Letter from America
‘It looks like a bomb has hit the place’. That was the opening text last Tuesday week from my friend Ross Fales on the New Jersey Shore. Superstorm Sandy had spent its terrible wrath on New York and New Jersey’s coast line from mid-afternoon on Monday right through the night. Ross lives in Avon on Sea a town over from Belmar, the town I called home for 3 years. I asked Ross what he knew about the damage in Belmar. What Ross knew was not good news.
Text messaging was the easiest and most effective way of keeping touch with my friends in New Jersey as the scale of hurricane Sandy became clear in the hours before and after the storm made landfall. With phone lines and WIFI services soon to be knocked out the written word of the text message was my connection with what was unfolding in my home away from home. The words of destruction, damage and panic were so alien to me it was easy to slip away in my minds eye and think of ravaged countries like Haiti or sub-Saharan Africa. There was a disconnect between what I was being told via text and the images of the places I had left just weeks before. Even the picture Ross sent of the sea literally taking to the streets and cascading down the road had a surreal, unbelievable quality. Tuesday brought pictures of a town called Belmar in ruins. Piles of sand encroaching on the streets. Flood waters engulfing the buildings and timber strewn around like in the aftermath of an explosion. It was hard to see where the land began and the sea ended. I have always said that there is much more to New Jersey than meets the eye but what has met the eye in the days after Hurricane Sandy is a New Jersey Shore that is now hardly recognizable from the place I left in mid August.

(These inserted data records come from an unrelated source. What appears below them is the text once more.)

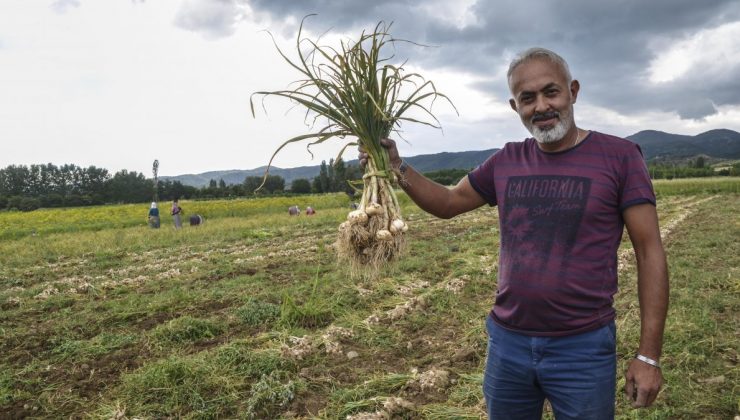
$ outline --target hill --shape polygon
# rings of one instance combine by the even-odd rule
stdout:
[[[740,133],[732,130],[710,130],[695,136],[645,130],[627,139],[640,145],[648,162],[684,160],[700,155],[714,160],[740,159]]]
[[[710,130],[695,136],[671,134],[656,130],[645,130],[627,136],[627,139],[639,144],[645,160],[661,162],[684,162],[697,156],[704,156],[710,162],[728,159],[740,159],[740,133],[733,130]],[[418,155],[406,158],[414,168],[421,172],[438,171],[441,169],[472,169],[485,161],[498,149],[488,149],[466,152],[442,152],[427,155]],[[356,165],[357,160],[347,162]],[[294,179],[312,179],[319,174],[319,165],[301,166],[297,168],[271,168],[272,175],[280,175],[287,185]],[[202,174],[187,174],[172,177],[162,177],[180,181],[185,185],[203,187],[210,180],[223,179],[226,184],[238,184],[248,176],[264,175],[265,167],[255,169],[232,169],[225,171],[211,171]]]
[[[418,155],[406,158],[406,161],[414,168],[422,172],[437,171],[440,169],[472,169],[485,161],[498,149],[488,149],[467,152],[442,152],[429,155]],[[347,165],[357,165],[357,159],[347,161]],[[285,184],[290,185],[294,179],[313,179],[319,175],[321,166],[301,166],[298,168],[270,168],[271,175],[280,175],[285,179]],[[202,174],[187,174],[178,176],[163,176],[161,179],[180,181],[185,185],[194,187],[207,186],[210,180],[223,179],[228,184],[239,184],[244,182],[248,176],[263,176],[265,167],[255,169],[232,169],[226,171],[210,171]]]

The Jersey Shore is iconic. I have been lucky enough to spend much of the last few years in its environs and ‘summers spent on the Shore’ are the treasured memories of New Jerseyeans and New Yorkers who vacation there and, in some cases eventually retire there. It is 217 miles of small beach towns and boardwalks and beautiful seafront. This summer I spent time in Belmar, Avon on Sea and further south in Cape May. Idyllic is a word that gets used all too often but there isn’t a better one to describe this place. Now, large parts of the Jersey Shore’s trademark boardwalks, towns, homes, businesses and beaches have been completely destroyed. The tranquility of Shore life has been attacked in a brutal fashion. Locals have spent the last few days rallying together to help the worst afflicted but the magnitude of the rebuilding ahead is often overwhelming. In the space of a few short days the landscape of the Shore region has been utterly transformed. In large areas an affluent, picturesque symbol of the American dream has been destroyed. My friend Ross Fales, assistant vice principal at the Christian Brothers Academy high school in Lincroft, New Jersey has spent the last few days volunteering to help those in plight in Belmar. ‘I’m clearing out people’s entire lives because the water was higher than the first floor of most people’s homes’. Even in the midst of this devastation Ross recognizes how personally it could have been much worse. ‘Im just trying to help out but believe me its only a little in the grand scheme of things. I feel almost guilty that I made it out okay, I just lost power. Some people have lost their homes’.
This part of NJ has known tragedy before. Monmouth and Ocean counties encompass many of the Shore towns I’ve mentioned and lost many residents in the terror attacks of 9-11 with Monmouth alone losing 147 citizens on that day. The loss of life in NJ has been much less in this current disaster and the strength to rebuild the Shore is strong. Having heard the stories of resolve these people have shown in this trying week I am sure they will rebuild the region again.